How to Scrape data from chart with R-CodePudding

I would like to scrape data from the tweet's volume chart on https://bitinfocharts.com into a data file using R. I'm a newbie in this world and after seeking a lot on the web I have no other choice than to ask for your help. I found the same question in the forum but it's for python (How to Scrape data from chart on https://bitinfocharts.com)

The chart in question is the following: https://bitinfocharts.com/comparison/decred-tweets.html#alltime

I'm looking for a data table with each date and the respective number of tweets for that day as the columns.

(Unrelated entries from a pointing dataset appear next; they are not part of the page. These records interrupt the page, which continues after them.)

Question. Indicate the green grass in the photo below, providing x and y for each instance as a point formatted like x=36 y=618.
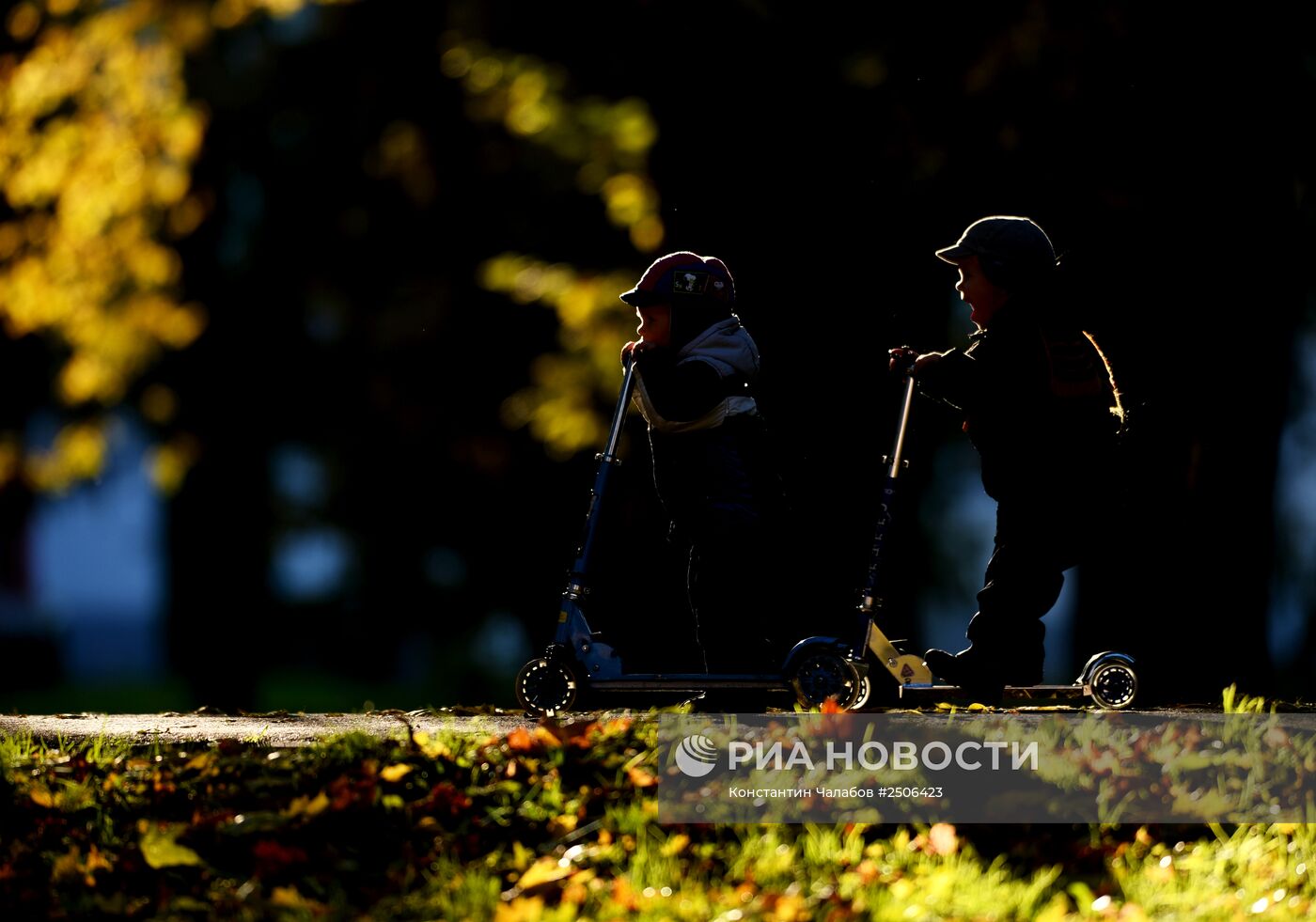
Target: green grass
x=556 y=823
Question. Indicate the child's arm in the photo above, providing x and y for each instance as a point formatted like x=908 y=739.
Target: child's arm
x=950 y=376
x=680 y=392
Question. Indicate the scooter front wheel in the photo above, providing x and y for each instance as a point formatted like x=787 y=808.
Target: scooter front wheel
x=825 y=675
x=545 y=687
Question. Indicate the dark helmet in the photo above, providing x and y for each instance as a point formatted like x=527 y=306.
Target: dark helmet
x=1013 y=251
x=684 y=277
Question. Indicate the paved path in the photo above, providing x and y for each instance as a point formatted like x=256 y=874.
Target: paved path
x=286 y=730
x=275 y=730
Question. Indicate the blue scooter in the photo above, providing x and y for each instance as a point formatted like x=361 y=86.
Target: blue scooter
x=576 y=661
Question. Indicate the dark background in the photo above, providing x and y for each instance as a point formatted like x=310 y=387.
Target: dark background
x=822 y=151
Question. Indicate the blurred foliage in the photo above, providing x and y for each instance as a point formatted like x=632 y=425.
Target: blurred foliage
x=98 y=141
x=556 y=822
x=559 y=405
x=608 y=144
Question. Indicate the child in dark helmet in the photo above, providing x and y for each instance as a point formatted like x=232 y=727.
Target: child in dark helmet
x=1039 y=404
x=695 y=363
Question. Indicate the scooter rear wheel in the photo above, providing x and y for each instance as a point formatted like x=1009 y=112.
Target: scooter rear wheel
x=1114 y=684
x=825 y=675
x=545 y=687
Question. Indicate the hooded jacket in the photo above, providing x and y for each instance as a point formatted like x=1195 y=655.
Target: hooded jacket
x=713 y=464
x=1037 y=404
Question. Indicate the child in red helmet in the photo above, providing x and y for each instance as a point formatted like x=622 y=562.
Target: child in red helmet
x=1040 y=407
x=695 y=368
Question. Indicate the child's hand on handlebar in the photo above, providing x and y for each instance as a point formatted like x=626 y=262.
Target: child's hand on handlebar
x=634 y=349
x=916 y=362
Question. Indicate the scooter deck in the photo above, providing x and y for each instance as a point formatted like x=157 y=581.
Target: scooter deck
x=1010 y=692
x=688 y=681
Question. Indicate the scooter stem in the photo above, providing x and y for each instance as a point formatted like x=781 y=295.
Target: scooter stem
x=619 y=414
x=897 y=455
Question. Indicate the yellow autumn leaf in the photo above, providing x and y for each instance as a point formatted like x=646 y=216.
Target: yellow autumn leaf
x=161 y=850
x=520 y=911
x=543 y=871
x=395 y=773
x=308 y=806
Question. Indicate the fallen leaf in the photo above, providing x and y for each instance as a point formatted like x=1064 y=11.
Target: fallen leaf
x=641 y=777
x=543 y=871
x=397 y=773
x=161 y=850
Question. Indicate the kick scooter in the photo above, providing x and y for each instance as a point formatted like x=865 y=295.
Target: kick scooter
x=578 y=662
x=1107 y=679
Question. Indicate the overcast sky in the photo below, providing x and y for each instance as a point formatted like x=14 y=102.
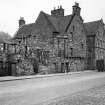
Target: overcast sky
x=11 y=10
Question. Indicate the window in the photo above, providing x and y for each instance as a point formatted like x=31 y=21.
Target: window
x=71 y=33
x=73 y=28
x=71 y=51
x=82 y=45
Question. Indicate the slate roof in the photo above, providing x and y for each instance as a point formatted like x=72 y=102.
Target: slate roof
x=58 y=24
x=91 y=27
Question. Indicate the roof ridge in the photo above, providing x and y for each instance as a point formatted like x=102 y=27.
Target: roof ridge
x=93 y=21
x=50 y=23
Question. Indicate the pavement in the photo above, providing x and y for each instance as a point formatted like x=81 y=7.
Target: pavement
x=42 y=91
x=14 y=78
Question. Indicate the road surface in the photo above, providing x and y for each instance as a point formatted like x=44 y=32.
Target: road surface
x=40 y=91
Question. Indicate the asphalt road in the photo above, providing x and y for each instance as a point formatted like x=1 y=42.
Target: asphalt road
x=42 y=91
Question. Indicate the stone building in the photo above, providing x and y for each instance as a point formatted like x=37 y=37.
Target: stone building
x=66 y=39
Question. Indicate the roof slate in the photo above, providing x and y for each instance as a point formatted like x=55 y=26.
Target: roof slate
x=91 y=27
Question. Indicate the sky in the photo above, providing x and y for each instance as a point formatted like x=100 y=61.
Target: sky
x=12 y=10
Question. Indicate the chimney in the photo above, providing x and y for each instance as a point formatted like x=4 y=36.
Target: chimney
x=58 y=12
x=76 y=9
x=21 y=21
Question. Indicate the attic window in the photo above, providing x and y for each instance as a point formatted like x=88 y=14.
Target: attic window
x=82 y=45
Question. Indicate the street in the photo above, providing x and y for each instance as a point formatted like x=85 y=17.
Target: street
x=43 y=91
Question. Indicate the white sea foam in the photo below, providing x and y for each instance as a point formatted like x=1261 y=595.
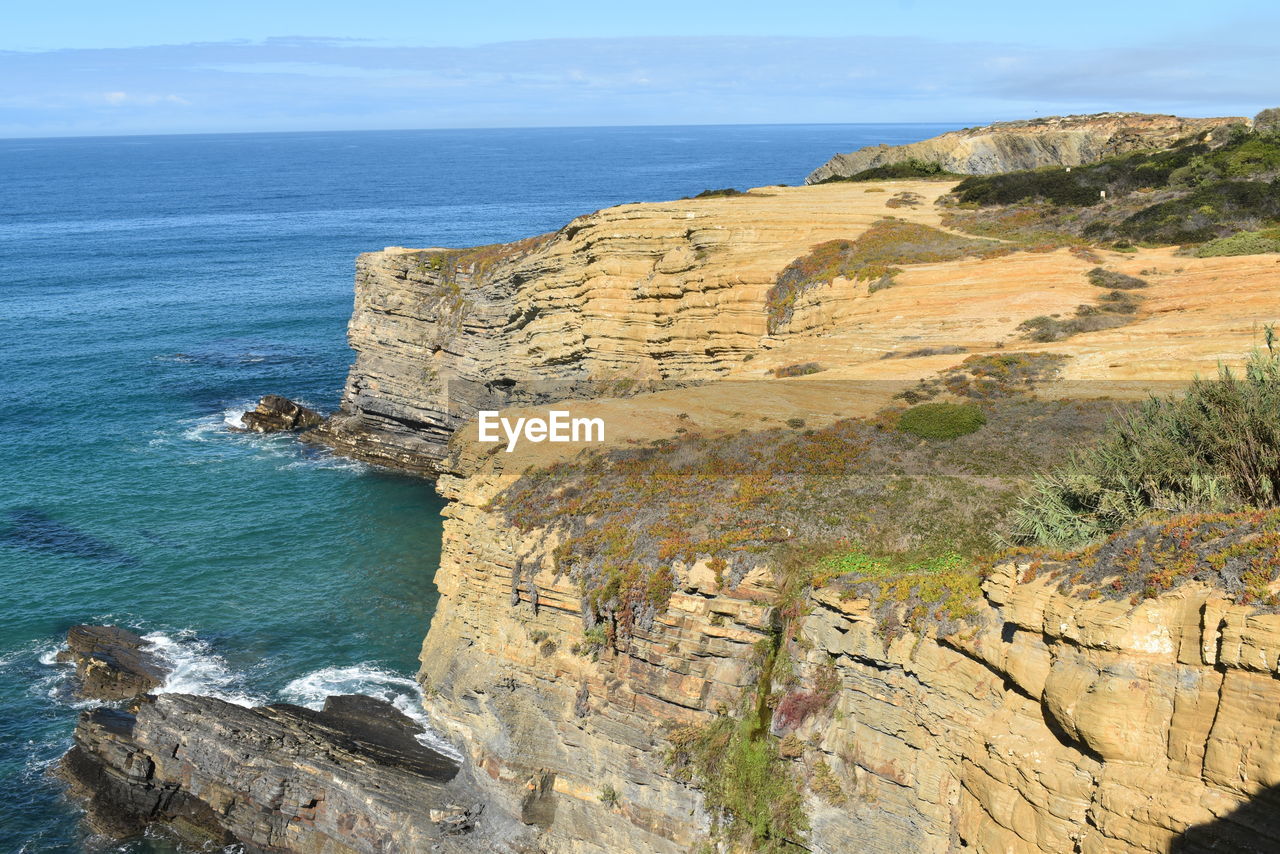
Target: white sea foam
x=195 y=668
x=398 y=690
x=234 y=416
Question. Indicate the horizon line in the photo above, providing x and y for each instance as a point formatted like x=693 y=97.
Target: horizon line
x=504 y=127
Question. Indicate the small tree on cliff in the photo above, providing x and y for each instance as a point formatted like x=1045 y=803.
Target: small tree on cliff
x=1267 y=120
x=1215 y=448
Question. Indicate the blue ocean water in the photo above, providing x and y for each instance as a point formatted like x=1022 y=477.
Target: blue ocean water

I hope your experience will help me

CodePudding user response：

This piece of code should help extract the data that you need:

library('rvest')
library('stringr')

url <- 'https://bitinfocharts.com/comparison/decred-tweets.html#alltime'
webpage <- read_html(url)
res <- str_match(webpage, 'new Dygraph\\(document.getElementById\\(\"container\\"\\),\\s*(.*?)\\s*, \\{labels')
res[,2]

After you do that you should parse the res[,2] and transform it according to your needs.

CodePudding user response：

The new Dyagraph part comes from the page source. If you search for it in the page source (view-source:https://bitinfocharts.com/comparison/decred-tweets.html in your browser) you will notice it. Basically the website creates the graph based on this data. To parse the matrix you need to first remove the "new Date("") parts of the string and then parse the full string using a json library.

Here is the complete code that should help you with that:

library('rvest')
library('stringr')
library('jsonlite')

url <- 'https://bitinfocharts.com/comparison/decred-tweets.html#alltime'
webpage <- read_html(url)
res <- str_match(webpage, 'new Dygraph\\(document.getElementById\\(\"container\\"\\),\\s*(.*?)\\s*, \\{labels')
res[,2] <- gsub("new Date\\(", "", res[,2])
res[,2] <- gsub("\\)", "", res[,2])
document <- fromJSON(txt=res[,2])
document
print(document[1, 1])
print(document[1, 2])